China has been less audacious so far, but its salami-slicing tactics in the South China Sea have been quite a success, with the Americans essentially powerless to prevent Beijing’s growing dominance in that strategically crucial body of water. 

Don’t write Russia off as a great power

The current great-power roster of three is unlikely to change in the foreseeable future. Germany and Japan could theoretically seek to regain the great-power ranking they once had. However, Berlin and Tokyo, as well as London and Paris, are firmly incorporated into the structures of the US-led alliances, having exchanged full sovereignty for the comfort of an apparently safe existence under American hegemony.

India is probably the most plausible candidate to become another great power. It has both the potential and ambition to reach for the top tier of the global power hierarchy. However, it will still take a while for Delhi to make it to the premier league of world politics.
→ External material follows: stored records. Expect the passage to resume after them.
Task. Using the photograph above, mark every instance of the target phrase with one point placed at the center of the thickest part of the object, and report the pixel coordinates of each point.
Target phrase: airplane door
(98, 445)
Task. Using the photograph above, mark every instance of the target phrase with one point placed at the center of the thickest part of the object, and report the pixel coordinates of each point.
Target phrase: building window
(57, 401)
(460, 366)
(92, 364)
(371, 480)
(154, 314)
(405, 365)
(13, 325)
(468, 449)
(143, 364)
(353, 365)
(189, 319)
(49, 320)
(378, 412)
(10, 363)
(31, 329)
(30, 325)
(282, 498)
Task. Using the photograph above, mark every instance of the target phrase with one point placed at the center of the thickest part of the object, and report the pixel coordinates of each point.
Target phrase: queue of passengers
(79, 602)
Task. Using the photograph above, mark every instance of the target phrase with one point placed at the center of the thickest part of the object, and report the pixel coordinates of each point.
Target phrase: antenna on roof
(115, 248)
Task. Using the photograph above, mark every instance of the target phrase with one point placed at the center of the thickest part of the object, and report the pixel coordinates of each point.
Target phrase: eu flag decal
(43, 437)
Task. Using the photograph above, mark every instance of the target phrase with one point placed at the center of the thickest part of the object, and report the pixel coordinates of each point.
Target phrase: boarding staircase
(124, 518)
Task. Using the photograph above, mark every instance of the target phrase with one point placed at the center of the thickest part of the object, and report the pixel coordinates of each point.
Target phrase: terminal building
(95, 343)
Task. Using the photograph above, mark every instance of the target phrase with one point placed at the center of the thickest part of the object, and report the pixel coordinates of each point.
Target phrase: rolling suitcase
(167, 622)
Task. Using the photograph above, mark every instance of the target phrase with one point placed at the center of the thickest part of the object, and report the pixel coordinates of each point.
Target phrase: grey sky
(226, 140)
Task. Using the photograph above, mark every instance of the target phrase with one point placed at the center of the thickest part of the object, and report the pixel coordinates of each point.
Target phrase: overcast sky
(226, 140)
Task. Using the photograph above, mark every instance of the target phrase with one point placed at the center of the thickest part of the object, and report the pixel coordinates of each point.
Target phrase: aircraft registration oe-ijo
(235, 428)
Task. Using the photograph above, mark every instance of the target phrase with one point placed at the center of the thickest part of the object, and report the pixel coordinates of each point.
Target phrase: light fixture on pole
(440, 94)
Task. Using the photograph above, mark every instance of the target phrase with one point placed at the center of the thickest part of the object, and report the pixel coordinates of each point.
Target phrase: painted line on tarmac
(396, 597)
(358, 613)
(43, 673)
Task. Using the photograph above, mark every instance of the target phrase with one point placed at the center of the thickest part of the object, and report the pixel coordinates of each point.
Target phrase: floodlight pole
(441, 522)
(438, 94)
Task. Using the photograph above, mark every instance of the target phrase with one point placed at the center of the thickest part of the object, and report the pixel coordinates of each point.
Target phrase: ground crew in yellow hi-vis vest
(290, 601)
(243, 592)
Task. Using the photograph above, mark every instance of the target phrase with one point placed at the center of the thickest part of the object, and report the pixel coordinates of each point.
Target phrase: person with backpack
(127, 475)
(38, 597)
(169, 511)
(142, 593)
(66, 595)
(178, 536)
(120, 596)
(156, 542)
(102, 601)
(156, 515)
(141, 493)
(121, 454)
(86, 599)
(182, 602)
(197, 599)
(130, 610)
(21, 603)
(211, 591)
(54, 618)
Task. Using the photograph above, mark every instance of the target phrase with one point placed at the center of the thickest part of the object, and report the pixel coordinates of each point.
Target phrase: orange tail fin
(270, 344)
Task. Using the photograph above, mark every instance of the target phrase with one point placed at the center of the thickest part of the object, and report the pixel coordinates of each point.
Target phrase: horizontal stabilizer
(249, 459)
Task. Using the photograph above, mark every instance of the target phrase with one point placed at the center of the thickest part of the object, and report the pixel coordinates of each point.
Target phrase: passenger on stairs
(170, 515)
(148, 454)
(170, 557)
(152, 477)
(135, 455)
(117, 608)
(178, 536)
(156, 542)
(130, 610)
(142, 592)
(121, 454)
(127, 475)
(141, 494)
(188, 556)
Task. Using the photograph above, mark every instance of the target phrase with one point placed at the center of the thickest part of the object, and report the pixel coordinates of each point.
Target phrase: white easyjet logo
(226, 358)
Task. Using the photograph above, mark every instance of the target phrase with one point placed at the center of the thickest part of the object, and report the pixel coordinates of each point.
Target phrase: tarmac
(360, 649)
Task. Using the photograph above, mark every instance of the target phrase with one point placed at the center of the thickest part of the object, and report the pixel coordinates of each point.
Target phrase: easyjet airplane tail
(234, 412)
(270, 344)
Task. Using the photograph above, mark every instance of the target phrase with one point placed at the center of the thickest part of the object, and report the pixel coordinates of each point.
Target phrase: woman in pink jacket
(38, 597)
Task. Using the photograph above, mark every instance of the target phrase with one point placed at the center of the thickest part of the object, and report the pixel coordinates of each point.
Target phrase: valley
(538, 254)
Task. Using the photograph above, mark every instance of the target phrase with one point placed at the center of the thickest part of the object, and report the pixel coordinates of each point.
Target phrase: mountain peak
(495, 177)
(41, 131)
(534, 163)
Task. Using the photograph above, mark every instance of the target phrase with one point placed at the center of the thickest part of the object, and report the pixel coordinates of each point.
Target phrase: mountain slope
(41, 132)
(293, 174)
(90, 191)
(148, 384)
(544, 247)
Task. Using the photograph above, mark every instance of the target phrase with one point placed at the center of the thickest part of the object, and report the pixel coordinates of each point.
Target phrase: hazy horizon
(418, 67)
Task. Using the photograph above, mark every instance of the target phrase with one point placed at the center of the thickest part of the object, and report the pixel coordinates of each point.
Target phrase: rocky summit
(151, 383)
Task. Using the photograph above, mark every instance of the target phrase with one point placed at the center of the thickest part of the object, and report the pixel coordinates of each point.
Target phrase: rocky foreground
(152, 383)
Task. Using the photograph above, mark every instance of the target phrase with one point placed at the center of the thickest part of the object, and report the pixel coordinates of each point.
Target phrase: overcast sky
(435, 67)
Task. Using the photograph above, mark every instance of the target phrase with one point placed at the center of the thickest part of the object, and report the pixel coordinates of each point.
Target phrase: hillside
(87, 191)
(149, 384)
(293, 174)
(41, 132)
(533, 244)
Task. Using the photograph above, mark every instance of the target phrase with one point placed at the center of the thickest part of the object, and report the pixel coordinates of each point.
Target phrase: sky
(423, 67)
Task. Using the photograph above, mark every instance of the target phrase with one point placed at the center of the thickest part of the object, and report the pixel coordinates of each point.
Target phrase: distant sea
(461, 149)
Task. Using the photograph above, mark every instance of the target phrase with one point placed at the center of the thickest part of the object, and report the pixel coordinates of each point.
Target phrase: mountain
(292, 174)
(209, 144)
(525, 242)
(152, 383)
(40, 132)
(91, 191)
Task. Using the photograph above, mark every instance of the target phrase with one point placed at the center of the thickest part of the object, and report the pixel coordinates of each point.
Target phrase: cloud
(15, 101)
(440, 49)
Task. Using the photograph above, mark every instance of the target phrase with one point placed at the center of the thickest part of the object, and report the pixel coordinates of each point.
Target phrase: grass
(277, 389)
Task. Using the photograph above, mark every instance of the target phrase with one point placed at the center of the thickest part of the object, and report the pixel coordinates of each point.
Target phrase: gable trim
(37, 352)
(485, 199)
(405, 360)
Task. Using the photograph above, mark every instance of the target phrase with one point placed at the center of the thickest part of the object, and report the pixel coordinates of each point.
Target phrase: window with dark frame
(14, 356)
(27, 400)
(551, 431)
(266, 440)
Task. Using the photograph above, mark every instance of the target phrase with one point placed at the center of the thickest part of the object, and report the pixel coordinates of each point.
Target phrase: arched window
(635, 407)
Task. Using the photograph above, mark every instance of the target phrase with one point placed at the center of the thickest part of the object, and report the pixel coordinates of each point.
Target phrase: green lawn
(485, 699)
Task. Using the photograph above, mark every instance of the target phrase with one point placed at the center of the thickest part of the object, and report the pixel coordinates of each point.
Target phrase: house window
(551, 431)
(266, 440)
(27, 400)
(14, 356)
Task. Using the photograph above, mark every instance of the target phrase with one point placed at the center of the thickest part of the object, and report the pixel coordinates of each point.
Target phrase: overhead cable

If India is the most likely candidate to enter the great power ranks in the future, isn’t Russia the most obvious one to drop out soon? It is almost a conventional wisdom that Russia is a declining nation, with poor demographics and a shrinking share of the world’s economy.

Yet reports of Russia’s impending demise as a great power may be exaggerated. Let us not forget that great powers are primarily defined by their war-fighting capabilities. Russia’s stock of formidable weapons and military-related technologies, accumulated over many decades, as well as the wealth of its war-fighting experience, will allow Moscow to continue as a first-rate geopolitical player for a long time yet.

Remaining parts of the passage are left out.